Adriano ErcolanibyAdriano Ercolani
Time: 4 mins read

Possiamo definirla la più grande attrice del nostro tempo? Di sicuro la domanda non è inappropriata, perché a livello di talento, carisma e abilità istrionica Cate Blanchett oggi non ha rivali. O quasi: ci sarebbe comunque una certa Kate Winslet… Sei candidature all’Oscar, due statuette conquistate – l’ultima delle quali per Blue Jasmine di Woody Allen in una performance degna della migliore Gena Rowlands – l’attrice australiana torna a collaborare, in Carol, con quel Todd Haynes che le ha regalato uno dei ruoli più iconici della sua carriera, quello di Jude Quinn nel biopic dedicato a Bob Dylan, I’m Not there (Io non sono qui, 2007). 

Questa volta però il progetto è totalmente diverso: il nuovo film, uscito al cinema in tiratura limitatissima lo scorso 20 novembre, racconta della storia d’amore tra la protagonista che regala il titolo al film e la giovane Therese, nello scenario della New York perbenista dei primi anni ’50. Ecco cosa ci ha raccontato la Blanchett del ruolo che potrebbe regalarle (almeno) un’altra nomination all’Oscar. 

Come è entrata in un personaggio così enigmatico e multidimensionale?
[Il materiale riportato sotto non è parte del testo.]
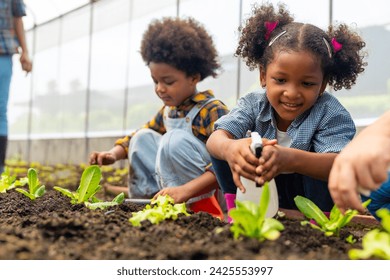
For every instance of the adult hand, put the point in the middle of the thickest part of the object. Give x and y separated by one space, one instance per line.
102 158
25 62
362 164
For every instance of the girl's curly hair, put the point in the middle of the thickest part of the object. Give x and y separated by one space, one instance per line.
340 68
181 43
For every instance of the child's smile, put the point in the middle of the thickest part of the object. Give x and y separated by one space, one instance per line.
294 80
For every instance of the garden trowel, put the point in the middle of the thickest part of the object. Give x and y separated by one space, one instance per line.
253 190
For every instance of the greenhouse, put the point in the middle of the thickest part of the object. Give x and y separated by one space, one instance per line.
95 168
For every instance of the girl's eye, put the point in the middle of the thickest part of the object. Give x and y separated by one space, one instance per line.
279 81
169 82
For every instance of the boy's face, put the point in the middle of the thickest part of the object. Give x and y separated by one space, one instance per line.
173 86
293 81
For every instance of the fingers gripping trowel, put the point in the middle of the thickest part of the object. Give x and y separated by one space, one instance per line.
253 190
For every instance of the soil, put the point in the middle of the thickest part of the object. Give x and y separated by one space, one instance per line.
50 228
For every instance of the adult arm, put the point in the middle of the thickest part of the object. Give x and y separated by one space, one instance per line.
362 164
24 56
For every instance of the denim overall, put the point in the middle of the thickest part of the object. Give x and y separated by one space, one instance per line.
173 159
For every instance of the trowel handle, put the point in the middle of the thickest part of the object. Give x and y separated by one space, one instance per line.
256 146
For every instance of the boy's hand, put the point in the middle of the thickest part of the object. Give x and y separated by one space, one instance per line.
102 158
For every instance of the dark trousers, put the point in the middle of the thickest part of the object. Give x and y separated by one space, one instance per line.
288 185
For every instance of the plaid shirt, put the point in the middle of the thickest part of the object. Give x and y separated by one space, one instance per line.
9 9
202 126
326 127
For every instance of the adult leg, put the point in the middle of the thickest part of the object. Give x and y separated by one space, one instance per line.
142 158
5 81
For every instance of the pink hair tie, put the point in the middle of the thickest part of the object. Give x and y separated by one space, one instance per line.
270 26
336 45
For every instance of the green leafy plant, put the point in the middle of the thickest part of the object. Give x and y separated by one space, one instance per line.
35 189
89 186
250 219
160 209
7 182
330 226
376 243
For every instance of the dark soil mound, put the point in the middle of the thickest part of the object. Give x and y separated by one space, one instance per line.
52 228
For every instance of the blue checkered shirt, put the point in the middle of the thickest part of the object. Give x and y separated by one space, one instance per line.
325 128
8 10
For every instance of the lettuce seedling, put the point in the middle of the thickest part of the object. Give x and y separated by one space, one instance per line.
7 182
330 226
250 219
376 243
89 186
35 190
163 208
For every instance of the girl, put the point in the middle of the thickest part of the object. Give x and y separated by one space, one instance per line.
168 154
296 62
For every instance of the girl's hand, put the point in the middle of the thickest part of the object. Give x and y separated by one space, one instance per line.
102 158
177 193
241 160
271 163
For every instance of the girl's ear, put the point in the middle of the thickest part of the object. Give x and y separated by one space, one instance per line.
195 78
323 86
262 77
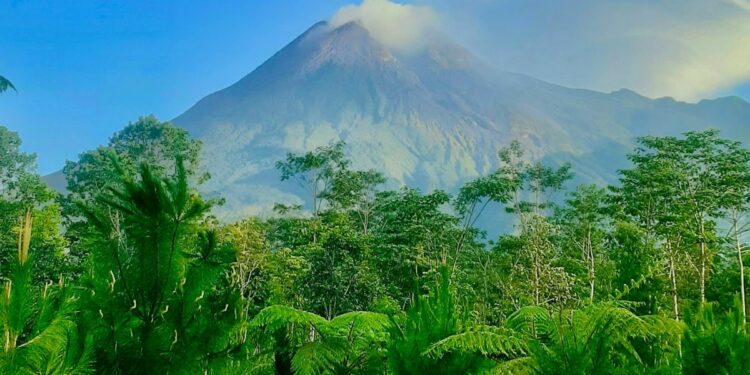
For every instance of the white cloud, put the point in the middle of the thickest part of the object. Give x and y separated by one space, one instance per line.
395 25
687 49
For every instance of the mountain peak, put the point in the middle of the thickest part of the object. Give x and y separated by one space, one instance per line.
431 117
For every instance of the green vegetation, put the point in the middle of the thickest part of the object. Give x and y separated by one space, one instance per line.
129 273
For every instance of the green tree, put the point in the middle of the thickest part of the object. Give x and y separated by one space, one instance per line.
315 172
146 141
157 297
417 346
6 85
352 343
598 339
412 236
715 343
21 188
40 334
340 278
355 191
582 221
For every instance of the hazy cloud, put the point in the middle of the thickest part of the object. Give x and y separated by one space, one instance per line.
688 49
399 26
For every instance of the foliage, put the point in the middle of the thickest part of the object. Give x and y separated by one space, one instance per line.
20 189
40 334
715 342
6 85
157 300
370 280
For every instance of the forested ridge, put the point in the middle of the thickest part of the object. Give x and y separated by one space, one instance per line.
129 273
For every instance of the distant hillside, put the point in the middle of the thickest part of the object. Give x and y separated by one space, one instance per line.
433 118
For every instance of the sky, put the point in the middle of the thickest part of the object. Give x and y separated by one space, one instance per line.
84 69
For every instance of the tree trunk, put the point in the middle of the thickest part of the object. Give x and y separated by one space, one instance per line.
738 244
703 261
673 279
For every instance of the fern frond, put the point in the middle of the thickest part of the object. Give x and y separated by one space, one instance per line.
279 316
489 341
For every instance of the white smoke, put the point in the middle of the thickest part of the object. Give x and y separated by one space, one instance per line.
399 26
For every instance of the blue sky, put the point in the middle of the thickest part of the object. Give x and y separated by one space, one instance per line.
84 69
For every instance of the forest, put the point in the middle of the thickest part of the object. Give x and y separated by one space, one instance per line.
128 272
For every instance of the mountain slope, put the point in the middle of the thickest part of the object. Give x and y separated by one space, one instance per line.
432 118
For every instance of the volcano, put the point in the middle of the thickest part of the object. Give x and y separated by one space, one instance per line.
431 117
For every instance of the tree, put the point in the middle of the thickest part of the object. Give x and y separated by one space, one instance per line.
6 85
582 221
147 140
531 187
157 296
412 236
598 339
315 171
40 334
356 191
734 168
352 343
677 189
416 345
20 189
715 343
250 272
340 278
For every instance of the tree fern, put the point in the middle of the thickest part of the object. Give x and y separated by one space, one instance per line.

poster“Fin dall’inizio ho immaginato Carol come una donna molto privata, che soffre del fatto di non riuscire a esprimere pienamente se stessa. La sua sessualità per lei non è affatto ambigua, non ha avuto la possibilità di esprimerla. Questo non significa che non sia una donna che non apprezza ciò che ha, e sa di essere amata da suo marito. Semplicemente non è più felice nel mondo che le è stato costruito intorno. Quando incontra Therese si inoltra in un mondo inesplorato per lei, quello di un sentimento veramente coinvolgente e sente di perdere quell’equilibrio che si è costruita con così tanta fatica. È talmente coinvolta dal suo amore per l’altra che a un certo punto è disposta a mettere a rischio anche ciò a cui tiene di più al mondo, sua figlia”. 
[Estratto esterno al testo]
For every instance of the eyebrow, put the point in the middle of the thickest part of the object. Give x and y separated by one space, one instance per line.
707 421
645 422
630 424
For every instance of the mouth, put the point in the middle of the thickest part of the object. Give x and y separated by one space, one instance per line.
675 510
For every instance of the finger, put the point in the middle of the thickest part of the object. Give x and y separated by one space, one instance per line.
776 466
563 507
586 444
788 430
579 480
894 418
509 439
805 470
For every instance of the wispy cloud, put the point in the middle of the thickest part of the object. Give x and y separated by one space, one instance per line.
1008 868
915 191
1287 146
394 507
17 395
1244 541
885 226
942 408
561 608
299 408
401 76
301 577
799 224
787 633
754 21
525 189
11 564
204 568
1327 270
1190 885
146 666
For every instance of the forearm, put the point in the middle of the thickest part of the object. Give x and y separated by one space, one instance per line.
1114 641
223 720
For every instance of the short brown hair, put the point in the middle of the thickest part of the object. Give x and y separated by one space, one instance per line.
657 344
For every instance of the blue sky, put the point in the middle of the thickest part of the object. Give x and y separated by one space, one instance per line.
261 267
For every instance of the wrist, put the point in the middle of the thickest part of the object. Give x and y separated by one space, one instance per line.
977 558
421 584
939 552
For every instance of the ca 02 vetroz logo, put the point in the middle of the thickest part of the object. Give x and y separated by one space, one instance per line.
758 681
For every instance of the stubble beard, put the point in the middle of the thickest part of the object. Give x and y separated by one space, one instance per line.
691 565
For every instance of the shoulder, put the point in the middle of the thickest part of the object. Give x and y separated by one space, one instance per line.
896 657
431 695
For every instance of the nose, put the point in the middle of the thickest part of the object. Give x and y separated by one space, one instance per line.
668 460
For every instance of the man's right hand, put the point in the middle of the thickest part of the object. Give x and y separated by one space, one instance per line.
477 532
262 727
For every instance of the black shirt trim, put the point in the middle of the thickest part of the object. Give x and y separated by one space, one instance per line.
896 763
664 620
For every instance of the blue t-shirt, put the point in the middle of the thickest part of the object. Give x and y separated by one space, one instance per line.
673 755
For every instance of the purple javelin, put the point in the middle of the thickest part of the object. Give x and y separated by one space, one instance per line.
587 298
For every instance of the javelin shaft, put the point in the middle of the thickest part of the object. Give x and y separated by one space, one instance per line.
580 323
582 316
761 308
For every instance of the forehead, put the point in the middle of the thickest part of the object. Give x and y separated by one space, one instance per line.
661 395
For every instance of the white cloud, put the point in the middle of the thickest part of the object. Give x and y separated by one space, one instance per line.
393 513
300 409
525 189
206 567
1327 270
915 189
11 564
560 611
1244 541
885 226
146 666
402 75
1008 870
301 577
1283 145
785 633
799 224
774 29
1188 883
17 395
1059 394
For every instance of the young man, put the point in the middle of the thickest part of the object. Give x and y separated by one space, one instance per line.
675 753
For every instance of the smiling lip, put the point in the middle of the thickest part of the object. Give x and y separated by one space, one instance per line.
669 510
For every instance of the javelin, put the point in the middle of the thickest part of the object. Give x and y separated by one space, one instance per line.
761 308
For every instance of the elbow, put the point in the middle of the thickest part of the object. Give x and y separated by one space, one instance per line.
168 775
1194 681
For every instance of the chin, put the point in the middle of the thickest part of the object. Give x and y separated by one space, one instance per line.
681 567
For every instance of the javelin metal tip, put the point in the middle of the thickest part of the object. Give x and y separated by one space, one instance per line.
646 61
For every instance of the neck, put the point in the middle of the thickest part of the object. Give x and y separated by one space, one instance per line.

È stato difficile lavorare sulla fisicità e sul linguaggio del corpo di una donna degli anni ’50?

“Più che cercare di riprodurre un periodo storico attraverso la mimica ho cercato di rappresentare la vita interiore di Carol, i suoi desideri. Ad esempio il modo in cui tiene la sigaretta e fuma per me è diventato un modo di esprimere il suo desiderio e la sua sensualità. Il tutto doveva essere ovviamente suggerito, trattenuto, non ostentato. Lavorare in sottrazione dopo un paio di interpretazioni come Blue Jasmine e Truth in cui invece dovevo lavorare maggiormente sopra le righe. Non è stato facile trovare la postura giusta per esplicitare l’anima di Carol, ricordo che in una scena in cui Rooney Mara suona il piano dovevo stare seduta per terra con un atteggiamento elegante, ci ho messo ore per capire come renderlo credibile e fisicamente è stato faticosissimo”.

Non ha temuto che il suo dedicarsi completamente al suo rapporto con Therese a un certo punto la facesse diventare Carol, una cattiva madre agli occhi del pubblico?
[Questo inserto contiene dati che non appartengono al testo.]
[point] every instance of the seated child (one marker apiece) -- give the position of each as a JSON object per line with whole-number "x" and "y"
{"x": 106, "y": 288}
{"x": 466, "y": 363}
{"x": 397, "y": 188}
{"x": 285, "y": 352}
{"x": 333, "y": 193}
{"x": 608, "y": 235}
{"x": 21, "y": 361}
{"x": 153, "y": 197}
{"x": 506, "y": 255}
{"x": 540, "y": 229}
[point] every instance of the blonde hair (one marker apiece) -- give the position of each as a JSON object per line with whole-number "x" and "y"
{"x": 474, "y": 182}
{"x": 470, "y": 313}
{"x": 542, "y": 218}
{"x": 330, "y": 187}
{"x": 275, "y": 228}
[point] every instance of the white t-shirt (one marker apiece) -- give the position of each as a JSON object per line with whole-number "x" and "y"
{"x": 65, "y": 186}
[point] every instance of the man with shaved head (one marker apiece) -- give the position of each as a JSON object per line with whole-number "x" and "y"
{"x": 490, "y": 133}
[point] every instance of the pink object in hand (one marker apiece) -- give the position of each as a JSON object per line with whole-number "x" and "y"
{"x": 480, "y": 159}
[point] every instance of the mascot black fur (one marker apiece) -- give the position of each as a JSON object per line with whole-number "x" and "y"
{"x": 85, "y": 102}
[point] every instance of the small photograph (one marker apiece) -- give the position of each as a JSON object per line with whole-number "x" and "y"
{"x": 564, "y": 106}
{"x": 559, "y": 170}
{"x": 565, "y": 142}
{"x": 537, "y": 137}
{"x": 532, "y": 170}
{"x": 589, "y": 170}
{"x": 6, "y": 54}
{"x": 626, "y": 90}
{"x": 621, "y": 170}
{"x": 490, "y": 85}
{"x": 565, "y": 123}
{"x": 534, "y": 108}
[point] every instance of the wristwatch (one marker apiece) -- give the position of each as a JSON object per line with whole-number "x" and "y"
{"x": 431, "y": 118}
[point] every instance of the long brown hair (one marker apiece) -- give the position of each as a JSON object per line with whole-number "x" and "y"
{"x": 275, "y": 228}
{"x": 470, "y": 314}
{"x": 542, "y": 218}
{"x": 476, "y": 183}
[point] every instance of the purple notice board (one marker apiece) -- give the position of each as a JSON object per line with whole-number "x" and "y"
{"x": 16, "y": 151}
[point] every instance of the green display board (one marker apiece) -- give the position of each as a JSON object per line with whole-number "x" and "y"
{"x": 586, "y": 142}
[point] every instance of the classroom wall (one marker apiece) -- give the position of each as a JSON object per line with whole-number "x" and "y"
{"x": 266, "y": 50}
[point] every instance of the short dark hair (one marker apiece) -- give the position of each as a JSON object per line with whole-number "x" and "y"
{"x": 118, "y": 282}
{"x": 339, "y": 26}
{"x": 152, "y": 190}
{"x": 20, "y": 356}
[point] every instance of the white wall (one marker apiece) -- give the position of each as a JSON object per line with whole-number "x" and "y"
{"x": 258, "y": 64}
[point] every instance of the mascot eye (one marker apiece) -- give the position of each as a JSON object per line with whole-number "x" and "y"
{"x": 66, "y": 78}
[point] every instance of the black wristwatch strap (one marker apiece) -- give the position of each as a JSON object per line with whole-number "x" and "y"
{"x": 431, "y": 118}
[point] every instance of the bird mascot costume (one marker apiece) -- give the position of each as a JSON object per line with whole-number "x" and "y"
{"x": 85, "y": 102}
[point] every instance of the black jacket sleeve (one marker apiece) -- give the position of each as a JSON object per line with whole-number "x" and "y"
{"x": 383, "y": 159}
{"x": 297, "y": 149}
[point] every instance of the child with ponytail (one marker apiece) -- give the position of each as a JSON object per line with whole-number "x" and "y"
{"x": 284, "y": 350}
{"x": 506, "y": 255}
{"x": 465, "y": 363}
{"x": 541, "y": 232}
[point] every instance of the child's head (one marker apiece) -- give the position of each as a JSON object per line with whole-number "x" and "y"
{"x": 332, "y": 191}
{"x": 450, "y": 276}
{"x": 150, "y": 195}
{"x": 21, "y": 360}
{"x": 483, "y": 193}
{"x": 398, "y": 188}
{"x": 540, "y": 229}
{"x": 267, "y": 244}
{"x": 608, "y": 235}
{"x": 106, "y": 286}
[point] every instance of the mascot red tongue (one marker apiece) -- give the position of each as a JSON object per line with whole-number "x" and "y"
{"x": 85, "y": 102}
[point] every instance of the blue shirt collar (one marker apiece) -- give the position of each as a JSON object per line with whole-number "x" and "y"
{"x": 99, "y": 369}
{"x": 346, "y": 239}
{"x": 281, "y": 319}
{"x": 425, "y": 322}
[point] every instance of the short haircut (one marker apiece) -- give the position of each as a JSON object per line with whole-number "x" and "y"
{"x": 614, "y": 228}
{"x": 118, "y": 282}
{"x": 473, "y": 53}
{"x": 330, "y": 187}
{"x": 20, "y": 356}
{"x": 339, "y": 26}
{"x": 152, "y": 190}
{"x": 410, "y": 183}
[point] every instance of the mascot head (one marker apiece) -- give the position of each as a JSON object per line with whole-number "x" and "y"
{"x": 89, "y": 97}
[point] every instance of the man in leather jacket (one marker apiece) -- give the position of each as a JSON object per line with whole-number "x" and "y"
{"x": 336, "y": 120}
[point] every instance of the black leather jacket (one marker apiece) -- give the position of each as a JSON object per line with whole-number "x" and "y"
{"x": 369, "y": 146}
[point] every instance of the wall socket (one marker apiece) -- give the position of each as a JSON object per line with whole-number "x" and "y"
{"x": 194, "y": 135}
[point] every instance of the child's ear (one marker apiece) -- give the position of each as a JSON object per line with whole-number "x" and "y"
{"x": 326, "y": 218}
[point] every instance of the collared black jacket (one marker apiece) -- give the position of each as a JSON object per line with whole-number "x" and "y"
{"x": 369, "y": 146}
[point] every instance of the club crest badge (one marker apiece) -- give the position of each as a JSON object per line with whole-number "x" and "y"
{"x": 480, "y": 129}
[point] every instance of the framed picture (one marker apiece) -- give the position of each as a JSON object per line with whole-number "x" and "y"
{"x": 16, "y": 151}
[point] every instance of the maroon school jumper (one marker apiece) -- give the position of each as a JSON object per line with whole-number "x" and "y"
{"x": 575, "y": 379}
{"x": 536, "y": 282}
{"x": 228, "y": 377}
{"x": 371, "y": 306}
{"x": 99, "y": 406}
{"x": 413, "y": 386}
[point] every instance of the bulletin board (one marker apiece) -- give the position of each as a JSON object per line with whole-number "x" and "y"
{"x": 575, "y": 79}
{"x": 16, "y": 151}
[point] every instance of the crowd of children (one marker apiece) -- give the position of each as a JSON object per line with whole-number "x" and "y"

“Mi fa piacere questa domanda perché mi permette di esprimere un’idea che ho da tempo e cioè che essere una donna ed essere una madre non sono la stessa cosa. Spesso al cinema la rappresentazione di una madre è troppo stereotipata, cerca troppo l’approvazione del pubblico. Molti personaggi femminili finiscono per perdere la loro identità primaria e diventare madri prima di tutto, il che indebolisce la loro profondità psicologica. Con il regista Todd Haynes non abbiamo mai parlato di questo aspetto di Carol, e ho apprezzato moltissimo che non cercasse di rappresentare questa donna nel modo vagamente ricattatorio in cui avrebbe potuto”. 

Come ha lavorato con Rooney Mara per trovare l’equilibrio tra due personaggi sotto molti aspetti diversi tra loro?

“Ci siamo subito trovate d’accordo nel voler sottolineare le differenze invece di appiattirle dentro una storia d’amore. Therese è più giovane e fresca, possiede ancora una sua ingenuità, mentre Carol ha un’identità più formata, sia a livello sociale che di esperienza, riesce a prevedere in qualche modo le conseguenze delle sue azioni. Sia la sceneggiatura che il lavoro di Patricia Highsmith, da cui è tratta, regalano a Carol dei dialoghi magnifici, in cui lascia intendere di essere pienamente consapevole dei rischi che sta correndo. È magnifico per un’attrice pronunciare delle frasi che dietro hanno un mondo completo, che possono lasciar intendere molto altro oltre il semplice significato delle parole”.